All of the Democratic Vice-Presidents that Biden grew up watching eventually became Democratic nominees for President: Lyndon Johnson, Hubert Humphrey, Walter Mondale, and Al Gore. If Biden decides to forego a run for the Oval Office, he will be the first Democratic Vice-President unable to secure his party’s nomination in sixty-three years. (In 1952, the seventy-four-year-old Alben Barkley, Harry Truman’s veep, was pushed out of contention by party leaders who considered him too old. Biden is seventy-two.)

Biden is reported to be currently considering a run against Hillary Clinton. And yet, while history seems to be in his favor, for Biden to enter the race would be a monumental mistake.

Previous Vice-Presidents joined nominating contests with the widespread support of the Democratic Party’s establishment. But this year, the Party’s fundraising networks, interest groups, and elected officials are backing Hillary Clinton. In fact, her support is unprecedented in the modern era. The single best predictor of who will win a party’s nomination is support from other elected officials. Clinton has more endorsements from governors and members of the House and Senate than any previous nominee at this stage of the process. Joe Biden has garnered endorsements from two elected officials, both of them from his home state of Delaware. If there is even a single elected official outside of Delaware pining for a Biden candidacy, he or she is being very quiet.

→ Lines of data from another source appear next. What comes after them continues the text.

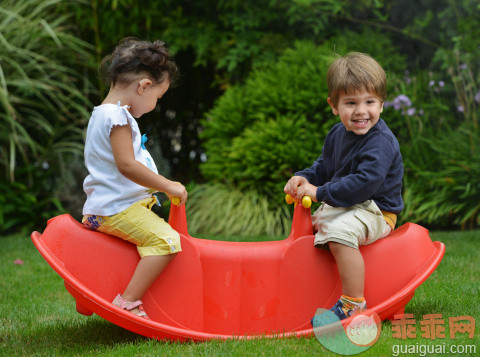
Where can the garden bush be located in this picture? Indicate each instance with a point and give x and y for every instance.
(43, 101)
(260, 133)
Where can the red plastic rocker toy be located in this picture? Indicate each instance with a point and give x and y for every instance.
(222, 290)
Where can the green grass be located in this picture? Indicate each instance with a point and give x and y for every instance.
(38, 317)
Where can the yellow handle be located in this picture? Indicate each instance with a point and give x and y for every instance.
(306, 200)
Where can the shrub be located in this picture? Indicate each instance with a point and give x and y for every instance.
(446, 189)
(43, 101)
(260, 133)
(217, 209)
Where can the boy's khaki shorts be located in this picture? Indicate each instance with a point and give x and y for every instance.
(354, 226)
(140, 226)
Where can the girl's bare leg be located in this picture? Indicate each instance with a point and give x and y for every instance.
(148, 269)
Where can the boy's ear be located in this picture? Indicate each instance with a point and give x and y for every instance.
(334, 109)
(143, 85)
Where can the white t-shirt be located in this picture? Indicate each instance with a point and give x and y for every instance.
(108, 191)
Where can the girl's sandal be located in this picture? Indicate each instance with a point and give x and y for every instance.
(120, 302)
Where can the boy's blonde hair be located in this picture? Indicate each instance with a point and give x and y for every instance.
(353, 72)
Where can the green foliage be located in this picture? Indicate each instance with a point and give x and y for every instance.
(25, 208)
(263, 130)
(41, 95)
(260, 133)
(42, 106)
(214, 209)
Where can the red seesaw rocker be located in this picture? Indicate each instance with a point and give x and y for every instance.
(221, 290)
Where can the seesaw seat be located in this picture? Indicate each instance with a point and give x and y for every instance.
(216, 289)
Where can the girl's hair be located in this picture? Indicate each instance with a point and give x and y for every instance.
(353, 72)
(133, 58)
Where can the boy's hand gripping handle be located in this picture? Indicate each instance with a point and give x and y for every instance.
(306, 201)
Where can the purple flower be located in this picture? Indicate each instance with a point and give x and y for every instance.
(401, 101)
(411, 111)
(477, 97)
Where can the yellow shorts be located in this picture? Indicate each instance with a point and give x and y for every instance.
(140, 226)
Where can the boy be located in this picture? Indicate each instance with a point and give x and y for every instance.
(358, 177)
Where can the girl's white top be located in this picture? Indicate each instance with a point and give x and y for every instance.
(108, 191)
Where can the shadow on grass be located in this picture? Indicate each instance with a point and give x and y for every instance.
(77, 336)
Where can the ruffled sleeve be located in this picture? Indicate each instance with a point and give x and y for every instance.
(119, 116)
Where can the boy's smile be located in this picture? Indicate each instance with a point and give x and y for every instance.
(358, 111)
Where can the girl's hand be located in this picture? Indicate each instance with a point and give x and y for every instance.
(292, 186)
(176, 189)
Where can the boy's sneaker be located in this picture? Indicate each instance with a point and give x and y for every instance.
(341, 310)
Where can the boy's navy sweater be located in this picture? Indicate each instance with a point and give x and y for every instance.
(355, 168)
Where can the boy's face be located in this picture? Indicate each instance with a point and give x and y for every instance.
(358, 111)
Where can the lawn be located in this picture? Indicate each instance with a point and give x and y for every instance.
(38, 317)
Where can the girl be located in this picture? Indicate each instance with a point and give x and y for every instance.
(122, 175)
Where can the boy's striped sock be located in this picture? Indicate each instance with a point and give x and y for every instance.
(351, 306)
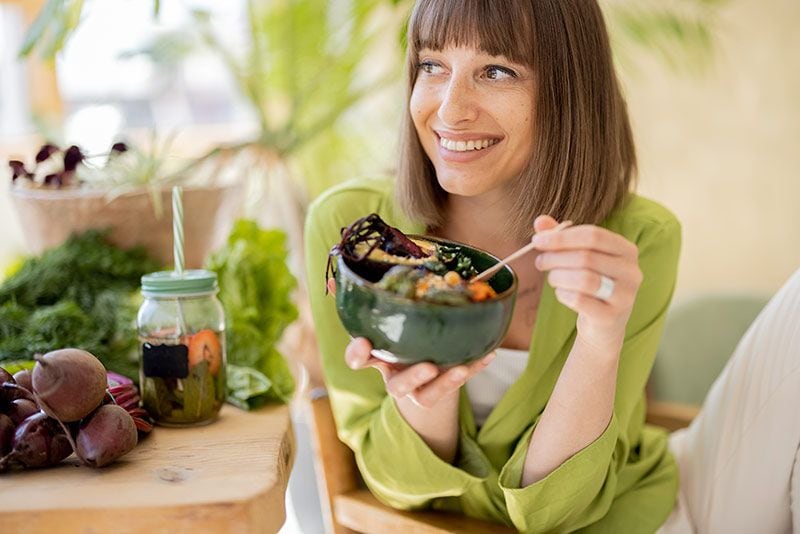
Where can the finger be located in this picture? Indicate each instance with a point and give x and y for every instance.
(445, 384)
(586, 237)
(449, 381)
(582, 303)
(581, 281)
(599, 262)
(404, 382)
(358, 353)
(544, 223)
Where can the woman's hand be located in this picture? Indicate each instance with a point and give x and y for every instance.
(576, 259)
(424, 383)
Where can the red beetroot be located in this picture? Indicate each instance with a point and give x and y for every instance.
(23, 378)
(21, 409)
(107, 435)
(69, 383)
(5, 376)
(6, 434)
(38, 442)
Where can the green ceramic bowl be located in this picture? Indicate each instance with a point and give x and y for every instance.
(408, 331)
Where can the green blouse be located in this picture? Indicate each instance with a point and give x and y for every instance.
(625, 481)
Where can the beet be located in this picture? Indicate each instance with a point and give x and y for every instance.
(21, 409)
(6, 434)
(23, 378)
(69, 383)
(38, 442)
(5, 376)
(107, 435)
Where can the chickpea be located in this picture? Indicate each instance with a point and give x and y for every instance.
(452, 278)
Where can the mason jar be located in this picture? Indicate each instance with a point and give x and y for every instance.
(181, 326)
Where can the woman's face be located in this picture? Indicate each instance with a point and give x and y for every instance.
(473, 113)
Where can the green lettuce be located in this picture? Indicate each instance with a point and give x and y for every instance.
(255, 289)
(82, 293)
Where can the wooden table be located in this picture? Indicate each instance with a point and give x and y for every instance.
(229, 476)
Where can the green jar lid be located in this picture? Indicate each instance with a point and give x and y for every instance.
(168, 283)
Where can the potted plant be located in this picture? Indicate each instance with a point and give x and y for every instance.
(62, 191)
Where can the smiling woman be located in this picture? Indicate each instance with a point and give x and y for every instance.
(545, 93)
(515, 120)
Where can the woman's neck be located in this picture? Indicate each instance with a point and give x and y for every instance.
(480, 222)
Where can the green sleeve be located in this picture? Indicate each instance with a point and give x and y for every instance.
(581, 490)
(367, 418)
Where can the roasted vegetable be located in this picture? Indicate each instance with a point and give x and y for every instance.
(412, 268)
(373, 247)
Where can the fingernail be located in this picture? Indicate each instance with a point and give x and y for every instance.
(458, 375)
(426, 374)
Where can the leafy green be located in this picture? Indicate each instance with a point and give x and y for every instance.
(246, 384)
(198, 393)
(79, 294)
(255, 289)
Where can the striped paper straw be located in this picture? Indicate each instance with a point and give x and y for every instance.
(177, 229)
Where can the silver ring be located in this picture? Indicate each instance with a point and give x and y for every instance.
(606, 288)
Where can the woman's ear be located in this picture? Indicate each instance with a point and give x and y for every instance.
(544, 222)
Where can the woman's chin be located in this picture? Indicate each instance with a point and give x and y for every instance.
(463, 186)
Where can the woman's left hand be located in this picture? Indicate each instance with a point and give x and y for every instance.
(577, 260)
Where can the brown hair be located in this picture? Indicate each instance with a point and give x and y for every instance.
(584, 161)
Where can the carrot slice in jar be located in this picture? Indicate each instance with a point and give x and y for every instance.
(205, 345)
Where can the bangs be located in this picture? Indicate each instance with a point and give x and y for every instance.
(499, 28)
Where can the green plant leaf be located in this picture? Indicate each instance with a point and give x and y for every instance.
(51, 11)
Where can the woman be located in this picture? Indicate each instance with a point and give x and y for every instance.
(514, 111)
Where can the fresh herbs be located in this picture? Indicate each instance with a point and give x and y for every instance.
(79, 294)
(255, 289)
(450, 258)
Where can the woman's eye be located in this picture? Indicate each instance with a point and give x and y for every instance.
(496, 72)
(430, 67)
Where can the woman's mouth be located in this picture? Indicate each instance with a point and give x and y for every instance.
(466, 146)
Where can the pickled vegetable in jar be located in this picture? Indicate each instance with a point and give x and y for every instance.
(181, 326)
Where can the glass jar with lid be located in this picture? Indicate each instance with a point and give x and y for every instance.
(181, 326)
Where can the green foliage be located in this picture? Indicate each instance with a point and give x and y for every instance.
(679, 33)
(80, 294)
(255, 289)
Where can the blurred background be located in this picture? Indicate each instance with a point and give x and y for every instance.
(288, 98)
(713, 88)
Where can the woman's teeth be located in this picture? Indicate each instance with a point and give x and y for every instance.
(466, 146)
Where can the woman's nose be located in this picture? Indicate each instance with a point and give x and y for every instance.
(459, 103)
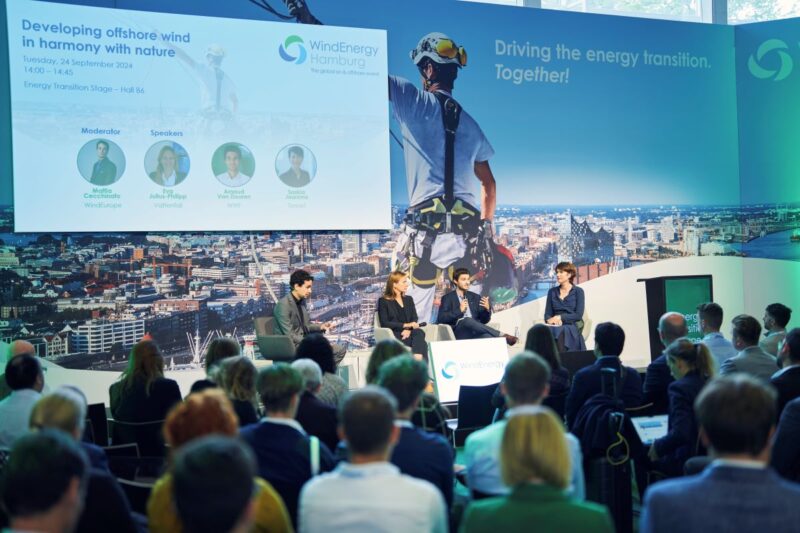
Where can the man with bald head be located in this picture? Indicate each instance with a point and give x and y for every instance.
(671, 327)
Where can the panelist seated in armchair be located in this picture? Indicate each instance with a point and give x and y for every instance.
(467, 313)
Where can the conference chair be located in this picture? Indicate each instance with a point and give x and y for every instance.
(273, 347)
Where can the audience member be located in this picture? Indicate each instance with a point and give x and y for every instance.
(237, 377)
(317, 348)
(213, 484)
(44, 483)
(317, 417)
(737, 492)
(417, 453)
(751, 359)
(286, 456)
(671, 327)
(430, 415)
(219, 349)
(535, 461)
(105, 507)
(776, 317)
(25, 378)
(609, 339)
(205, 413)
(525, 383)
(710, 317)
(787, 380)
(369, 493)
(691, 366)
(142, 393)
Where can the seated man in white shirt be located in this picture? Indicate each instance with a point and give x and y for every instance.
(369, 493)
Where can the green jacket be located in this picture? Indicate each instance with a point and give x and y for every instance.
(533, 507)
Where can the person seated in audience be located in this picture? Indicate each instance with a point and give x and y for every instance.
(751, 358)
(213, 485)
(368, 493)
(286, 456)
(535, 462)
(525, 383)
(776, 317)
(691, 366)
(218, 350)
(467, 313)
(609, 339)
(316, 347)
(237, 377)
(737, 491)
(208, 412)
(44, 482)
(671, 327)
(787, 380)
(317, 417)
(417, 453)
(142, 393)
(106, 507)
(430, 415)
(25, 378)
(710, 316)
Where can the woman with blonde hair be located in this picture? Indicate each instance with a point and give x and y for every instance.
(535, 463)
(208, 413)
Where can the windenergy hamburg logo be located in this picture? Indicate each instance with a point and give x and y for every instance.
(755, 63)
(293, 42)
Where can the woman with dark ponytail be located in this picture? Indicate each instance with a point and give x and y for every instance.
(692, 366)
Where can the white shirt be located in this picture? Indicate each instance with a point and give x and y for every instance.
(369, 498)
(15, 413)
(420, 116)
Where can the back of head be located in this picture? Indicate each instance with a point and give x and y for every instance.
(213, 484)
(203, 413)
(534, 448)
(405, 378)
(609, 339)
(40, 470)
(737, 414)
(311, 372)
(277, 385)
(711, 313)
(540, 341)
(747, 329)
(317, 348)
(367, 419)
(219, 349)
(382, 352)
(780, 314)
(525, 378)
(61, 409)
(22, 372)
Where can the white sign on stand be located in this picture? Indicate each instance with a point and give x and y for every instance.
(466, 362)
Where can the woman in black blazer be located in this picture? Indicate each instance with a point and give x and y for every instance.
(397, 312)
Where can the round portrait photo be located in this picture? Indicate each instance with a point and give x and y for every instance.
(101, 162)
(233, 164)
(296, 165)
(166, 163)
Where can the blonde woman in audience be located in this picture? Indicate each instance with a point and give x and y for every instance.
(535, 462)
(208, 413)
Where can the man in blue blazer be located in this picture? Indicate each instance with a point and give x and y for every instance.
(738, 491)
(467, 313)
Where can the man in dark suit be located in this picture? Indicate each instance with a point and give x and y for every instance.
(283, 450)
(467, 313)
(609, 339)
(738, 491)
(787, 380)
(291, 315)
(671, 327)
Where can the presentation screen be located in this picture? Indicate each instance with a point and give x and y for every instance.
(138, 121)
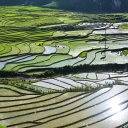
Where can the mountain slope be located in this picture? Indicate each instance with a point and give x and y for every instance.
(76, 5)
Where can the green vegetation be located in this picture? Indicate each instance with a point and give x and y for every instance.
(124, 26)
(83, 54)
(39, 43)
(125, 52)
(2, 126)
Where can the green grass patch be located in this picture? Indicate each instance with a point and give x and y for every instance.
(83, 54)
(2, 126)
(124, 26)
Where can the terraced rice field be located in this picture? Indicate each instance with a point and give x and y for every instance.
(34, 43)
(27, 46)
(106, 107)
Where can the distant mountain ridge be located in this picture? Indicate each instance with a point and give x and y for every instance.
(75, 5)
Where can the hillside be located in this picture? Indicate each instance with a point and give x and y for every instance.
(75, 5)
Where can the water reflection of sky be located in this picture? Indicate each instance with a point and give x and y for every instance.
(117, 108)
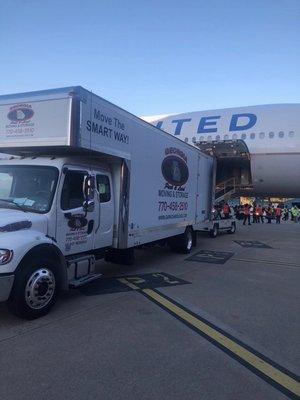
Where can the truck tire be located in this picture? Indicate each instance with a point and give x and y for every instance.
(232, 229)
(214, 232)
(182, 243)
(35, 288)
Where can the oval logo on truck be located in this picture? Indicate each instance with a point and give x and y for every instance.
(175, 170)
(20, 113)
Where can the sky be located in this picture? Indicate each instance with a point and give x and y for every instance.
(155, 57)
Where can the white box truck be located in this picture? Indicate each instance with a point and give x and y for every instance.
(88, 180)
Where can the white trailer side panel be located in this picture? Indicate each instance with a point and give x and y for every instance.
(165, 181)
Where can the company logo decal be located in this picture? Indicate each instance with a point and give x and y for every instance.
(174, 167)
(20, 113)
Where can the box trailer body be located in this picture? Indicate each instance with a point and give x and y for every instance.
(86, 177)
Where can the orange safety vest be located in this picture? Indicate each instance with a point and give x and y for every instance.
(259, 210)
(226, 209)
(246, 210)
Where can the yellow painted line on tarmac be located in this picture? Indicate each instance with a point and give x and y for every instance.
(271, 372)
(252, 260)
(129, 284)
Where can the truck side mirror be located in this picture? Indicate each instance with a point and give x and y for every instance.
(89, 185)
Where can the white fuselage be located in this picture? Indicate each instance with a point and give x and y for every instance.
(271, 132)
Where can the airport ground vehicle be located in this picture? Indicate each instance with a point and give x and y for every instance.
(88, 180)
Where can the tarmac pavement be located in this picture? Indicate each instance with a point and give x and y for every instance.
(222, 325)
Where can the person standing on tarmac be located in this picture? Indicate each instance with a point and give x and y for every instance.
(226, 210)
(295, 213)
(278, 212)
(247, 214)
(269, 213)
(259, 214)
(285, 214)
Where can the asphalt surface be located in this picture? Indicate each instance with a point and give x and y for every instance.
(172, 328)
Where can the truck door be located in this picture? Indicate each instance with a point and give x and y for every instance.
(75, 226)
(104, 225)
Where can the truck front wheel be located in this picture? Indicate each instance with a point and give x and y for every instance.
(35, 289)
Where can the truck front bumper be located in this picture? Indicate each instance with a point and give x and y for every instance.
(6, 282)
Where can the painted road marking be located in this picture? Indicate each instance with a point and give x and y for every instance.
(210, 256)
(252, 243)
(252, 260)
(271, 372)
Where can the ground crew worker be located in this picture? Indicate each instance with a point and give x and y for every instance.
(295, 213)
(260, 214)
(269, 213)
(246, 214)
(226, 210)
(285, 214)
(278, 212)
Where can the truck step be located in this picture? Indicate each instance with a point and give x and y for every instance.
(75, 283)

Elite party support is enormously important for a sitting Vice-President because there are many disadvantages to running while serving. The Vice-Presidential entourage is large and cumbersome, not suited to the kind of retail politics that the spoiled voters of Iowa and New Hampshire demand. While Clinton is free to stray from Obama’s policies, the Vice-President’s every utterance would be judged against Obama’s official pronouncements. Each time there was a difference of opinion, commentators would wonder why he couldn’t convince the President of his ideas.